À ce moment, les yeux de Daniel se portèrent sur les traces qu’avait laissées dans le sable blanchâtre de la sente le petit pied cambré de Sylvia. Les orteils, bien détachée, étaient légèrement marqués, tandis que le talon s’enfonçait profondément. Et Daniel se ressouvint de Sakountala, l’héroïne du poème ancien, dont les pieds laissaient sur le sol des empreintes semblables, caractéristiques de certaine beauté charnelle… Et, relevant les yeux, il rencontra ceux de Sylvia qui flambaient. Un ramier roucoulait dans les hautes branches des chênes, et, au loin, une vache en folie meuglait au mâle… Elle était là, tout près de lui, et Daniel voyait ses seins rigides enfler sa chemise de grosse toile. Un flot de sang lui monta au cerveau ; un instant, il fut gagné comme par l’ivresse universelle. Mais soudain il se reprit :

— Va-t’en, Sylvia ! dit-il sourdement.

Alors, détachant à regret ses yeux de ceux où elle se perdait, l’amoureuse s’en alla lentement, tandis que le docteur se dirigeait vers la masure de Gavailles…

En rentrant chez lui, le soir, il vit sur le rebord du vaisselier la gerbe d’amourettes apportée par Sylvia et la scène de l’après-midi se représenta devant ses yeux. Mais il écarta cette image troublante, et, la Grande ayant mis la soupière sur la table, il se lava les mains et s’assit.

Peu après, par une association d’idées qui le retenait vers Chantors, Daniel parla de la fauchaison que bientôt il serait temps de faire aux prés du moulin,

— Il faudra trouver des hommes, dit-il à Mériol, que le foin ne se perde pas comme antan.

— Dimanche, j’en chercherai.


Une douzaine de jours après, revenant d’une longue tournée, Daniel passait à Chantors où deux journaliers engagés par Mériol faisaient les foins. De loin il les aperçut, à l’extrémité de la prairie « bargeant » le fourrage, c’est-à-dire le disposant en piles. Après une journée brûlante, le soleil baissait sur l’horizon et envoyait à la cime des hautes futaies ses derniers rayons. Attendant que les hommes eussent achevé, le docteur débrida la Jasse et se coucha au pied d’une meule, où, presque aussitôt, fatigué de ses courses, il s’endormit.

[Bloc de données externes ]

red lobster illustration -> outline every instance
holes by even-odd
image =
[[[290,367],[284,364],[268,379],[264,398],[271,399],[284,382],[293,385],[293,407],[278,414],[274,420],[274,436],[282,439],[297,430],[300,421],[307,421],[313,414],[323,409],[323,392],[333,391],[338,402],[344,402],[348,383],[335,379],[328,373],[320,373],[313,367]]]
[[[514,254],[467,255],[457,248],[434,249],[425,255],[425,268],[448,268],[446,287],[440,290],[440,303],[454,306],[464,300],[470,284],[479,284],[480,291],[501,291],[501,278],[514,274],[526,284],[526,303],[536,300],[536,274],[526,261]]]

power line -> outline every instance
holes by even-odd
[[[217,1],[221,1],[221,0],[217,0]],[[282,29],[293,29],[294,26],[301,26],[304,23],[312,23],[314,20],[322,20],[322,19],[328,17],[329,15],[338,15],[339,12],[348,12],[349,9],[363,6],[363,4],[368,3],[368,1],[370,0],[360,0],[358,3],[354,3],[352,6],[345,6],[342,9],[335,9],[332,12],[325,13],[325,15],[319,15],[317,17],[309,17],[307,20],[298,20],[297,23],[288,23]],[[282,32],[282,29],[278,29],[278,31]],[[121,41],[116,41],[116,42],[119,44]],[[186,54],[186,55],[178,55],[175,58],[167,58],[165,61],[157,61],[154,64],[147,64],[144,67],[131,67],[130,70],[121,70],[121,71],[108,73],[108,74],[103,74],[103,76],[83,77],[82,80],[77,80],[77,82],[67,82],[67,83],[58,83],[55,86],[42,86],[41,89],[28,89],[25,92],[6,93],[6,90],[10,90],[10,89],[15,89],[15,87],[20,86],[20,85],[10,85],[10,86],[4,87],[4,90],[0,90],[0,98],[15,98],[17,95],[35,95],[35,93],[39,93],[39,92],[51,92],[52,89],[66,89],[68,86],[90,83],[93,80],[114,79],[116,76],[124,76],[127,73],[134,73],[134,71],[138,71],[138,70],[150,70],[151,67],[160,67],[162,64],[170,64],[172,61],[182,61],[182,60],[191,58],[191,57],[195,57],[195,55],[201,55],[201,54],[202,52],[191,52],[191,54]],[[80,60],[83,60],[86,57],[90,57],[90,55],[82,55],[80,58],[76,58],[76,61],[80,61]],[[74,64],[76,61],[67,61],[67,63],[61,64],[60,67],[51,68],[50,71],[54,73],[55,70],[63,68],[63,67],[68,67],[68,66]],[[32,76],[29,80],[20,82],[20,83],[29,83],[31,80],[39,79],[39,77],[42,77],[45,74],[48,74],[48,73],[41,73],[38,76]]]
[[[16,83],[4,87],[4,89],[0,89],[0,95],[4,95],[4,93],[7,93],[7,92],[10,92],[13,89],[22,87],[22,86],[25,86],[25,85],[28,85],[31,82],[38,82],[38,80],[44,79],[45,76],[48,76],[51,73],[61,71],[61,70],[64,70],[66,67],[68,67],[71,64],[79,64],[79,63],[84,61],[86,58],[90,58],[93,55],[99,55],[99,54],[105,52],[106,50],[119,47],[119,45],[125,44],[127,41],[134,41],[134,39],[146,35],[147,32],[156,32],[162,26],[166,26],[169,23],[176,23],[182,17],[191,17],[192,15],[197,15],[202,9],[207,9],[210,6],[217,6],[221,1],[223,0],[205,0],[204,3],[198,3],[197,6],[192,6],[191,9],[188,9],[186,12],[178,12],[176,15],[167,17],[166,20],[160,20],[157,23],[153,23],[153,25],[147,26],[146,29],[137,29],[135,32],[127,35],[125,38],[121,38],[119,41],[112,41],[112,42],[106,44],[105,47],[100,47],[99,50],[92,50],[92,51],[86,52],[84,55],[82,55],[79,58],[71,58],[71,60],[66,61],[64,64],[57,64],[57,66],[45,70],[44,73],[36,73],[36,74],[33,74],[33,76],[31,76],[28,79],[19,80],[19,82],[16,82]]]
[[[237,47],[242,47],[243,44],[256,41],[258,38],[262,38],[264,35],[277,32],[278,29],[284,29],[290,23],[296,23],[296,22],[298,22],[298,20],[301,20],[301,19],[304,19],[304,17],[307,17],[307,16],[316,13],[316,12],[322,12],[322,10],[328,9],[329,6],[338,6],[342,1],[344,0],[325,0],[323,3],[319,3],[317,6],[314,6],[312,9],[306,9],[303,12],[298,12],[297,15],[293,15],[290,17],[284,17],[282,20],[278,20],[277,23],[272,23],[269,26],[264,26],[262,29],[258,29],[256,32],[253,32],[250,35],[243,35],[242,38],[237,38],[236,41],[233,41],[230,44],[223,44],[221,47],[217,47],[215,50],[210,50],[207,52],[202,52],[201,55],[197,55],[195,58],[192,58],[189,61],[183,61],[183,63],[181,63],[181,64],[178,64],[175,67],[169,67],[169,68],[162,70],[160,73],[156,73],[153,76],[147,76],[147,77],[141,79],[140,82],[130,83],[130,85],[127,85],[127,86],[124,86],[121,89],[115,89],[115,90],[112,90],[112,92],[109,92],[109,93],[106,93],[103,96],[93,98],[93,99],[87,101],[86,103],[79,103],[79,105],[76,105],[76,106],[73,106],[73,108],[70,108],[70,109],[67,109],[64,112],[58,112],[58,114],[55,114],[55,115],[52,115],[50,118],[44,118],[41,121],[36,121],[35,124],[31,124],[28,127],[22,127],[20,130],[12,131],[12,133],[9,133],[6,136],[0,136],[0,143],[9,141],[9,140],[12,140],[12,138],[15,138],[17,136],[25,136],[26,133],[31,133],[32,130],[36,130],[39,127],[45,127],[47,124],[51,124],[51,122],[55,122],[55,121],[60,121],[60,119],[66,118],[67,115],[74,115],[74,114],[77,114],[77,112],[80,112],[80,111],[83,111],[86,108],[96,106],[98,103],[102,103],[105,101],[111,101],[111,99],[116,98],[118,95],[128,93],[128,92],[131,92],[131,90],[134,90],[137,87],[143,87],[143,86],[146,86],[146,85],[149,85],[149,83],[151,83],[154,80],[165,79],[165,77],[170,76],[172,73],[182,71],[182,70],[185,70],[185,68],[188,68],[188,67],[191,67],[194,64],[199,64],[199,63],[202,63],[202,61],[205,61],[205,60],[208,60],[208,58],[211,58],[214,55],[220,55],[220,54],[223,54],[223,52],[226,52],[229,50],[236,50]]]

Lorsqu’il se réveilla, le crépuscule tombait sur la terre, et dans le ciel d’un bleu obscurci s’allumaient les étoiles. À l’ardente chaleur du jour avait succédé une douce tiédeur qu’embaumaient les senteurs des herbes séchées. Dans tout son corps rafraîchi par un bon somme, le docteur éprouvait une sensation de bien-être et de force, et il demeurait immobile à contempler le firmament où s’élevait sans hâte l’étoile du berger. Encore engourdi par un reste de torpeur, il rêvait en suivant des yeux l’ascension de l’astre superbe. Les deux hommes s’en étaient allés, leur journée finie, en respectant son sommeil. Les alentours étaient déserts. Derrière la meule, la Jasse broyait fortement le bon foin nouveau, et parfois, les naseaux chatouillés par le pollen des fleurs, s’ébrouait bruyamment. De-ci, de-là, les grillons sortis de leur tanière se recherchaient en susurrant parmi les racines des plantes coupées. Du lieu où Daniel était couché, la prairie descendait en pente faible jusqu’au ruisseau, dont les eaux, en amont, tombaient avec un murmure continu de l’écluse du moulin. Dans cet amoureux soir d’été, le docteur, allongé sur le dos, laissait son regard errer des hauts coteaux assombris, qui fermaient l’horizon, aux prés du petit vallon qui bordaient les deux rives. Il songeait à Sylvia, désirait sa présence et la redoutait en même temps, lorsque tout à coup il l’aperçut traversant à gué le ruisseau, son jupon troussé jusqu’au-dessus du genou, pareille, dans la faible clarté de cette heure, à une fée des eaux. Une vive émotion le saisit ; il voulut s’en aller, puis hésita : il lui semblait n’avoir pas la force de se mettre debout, de secouer le charme voluptueux qui le tenait. Cependant Sylvia montait vers lui, et, à mesure qu’elle approchait, sa personne se dessinait plus joliment dans l’imperceptible vapeur du soir. Maintenant elle était là devant lui, les cheveux à moitié défaits, en accoutrement de faneuse : chemise à coulisse découvrant la naissance des épaules, jambes nues sous le cotillon court.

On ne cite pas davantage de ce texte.